Ciudad de México

Las compras en línea de flores, chocolates, joyería y experiencias y la actividad transaccional alrededor del Día de San Valentín registran un incremento significativo que abre la puerta a fraudes, suplantación de identidad y abusos de confianza, señaló Iñigo Castillo, Gerente General de Incode para México y América Latina.
“El mes de febrero es sinónimo de cercanía, vínculos y celebraciones, pero también es un
recordatorio de que toda relación, ya sea personal o comercial, se sostiene sobre un mismo
pilar: la confianza. En un entorno cada vez más digital, estas conexiones ocurren a través de
plataformas, aplicaciones y transacciones en línea y los riesgos de seguridad se intensifican”,
agregó Castillo.
De acuerdo con datos de The Competitive Intelligence Unit (CIU), en México a lo largo del
tiempo, más de 13 millones de personas han sido víctimas de algún tipo de fraude digital
relacionado con compras en línea, particularmente en temporadas de alta demanda como San
Valentín.
En muchos de estos casos, las estafas se materializan a través de páginas falsas, enlaces
fraudulentos o perfiles apócrifos en redes sociales, donde el atacante no irrumpe por la fuerza,
sino que entra porque alguien confió.
Adoptar hábitos responsables y mayor la conciencia digital es hoy tan importante como declarar
te quiero:
● Verifica siempre que las tiendas en línea sean legítimas y que las URLs coincidan con
los sitios oficiales.
● Desconfía de ofertas extremadamente atractivas o mensajes urgentes que te piden
datos personales o de pago.
● Utiliza métodos de pago con protección y evita redes Wi-Fi públicas para operaciones
sensibles.
● No compartas datos personales por redes sociales o mensajería, aunque la otra
persona parezca conocida o creíble.
Detrás de estas cifras hay historias reales: personas que buscaban sorprender con un regalo y
terminaron enfrentando cargos no reconocidos, datos financieros comprometidos o incluso la
vulneración de su identidad. Para las empresas, el impacto va más allá de la pérdida económica: se traduce en daños reputacionales y en la erosión de la relación con sus clientes, uno de los activos más valiosos en mercados altamente competitivos.
“Hoy la identidad digital se ha convertido en el nuevo perímetro de seguridad. Validar quién
está realmente detrás de una cuenta o una transacción ya no es opcional, es una condición
para generar confianza y escalar el negocio de forma segura.

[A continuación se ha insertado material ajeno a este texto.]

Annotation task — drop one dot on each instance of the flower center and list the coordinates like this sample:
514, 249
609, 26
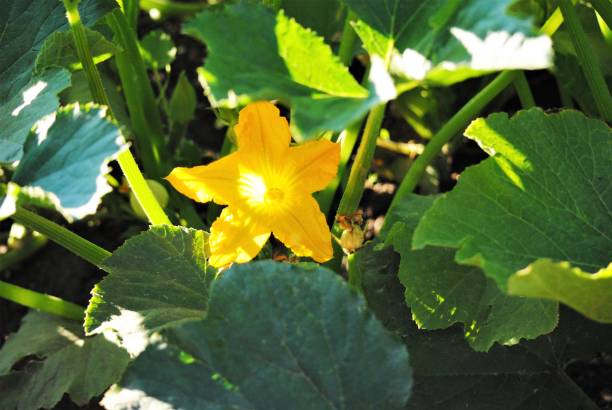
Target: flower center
273, 195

“En este contexto, tecnologías basadas en inteligencia artificial, biometría y validación de identidad en tiempo real, permiten a organizaciones y plataformas reducir el fraude sin fricción para el usuario. La verificación de identidad deja de ser una barrera y se convierte en un habilitador: protege, previene y fortalece la confianza en cada interacción digital”, concluyó Castillo.
En esta nueva era, la seguridad digital es un acto de amor propio, al bolsillo y hacia quienes
nos importan.

Celebrar San Valentín ya no es solo enviar un mensaje bonito o elegir el regalo
perfecto: implica relacionarse con consciencia y proteger la identidad digital con la misma
dedicación con la que se cuidan las relaciones personales.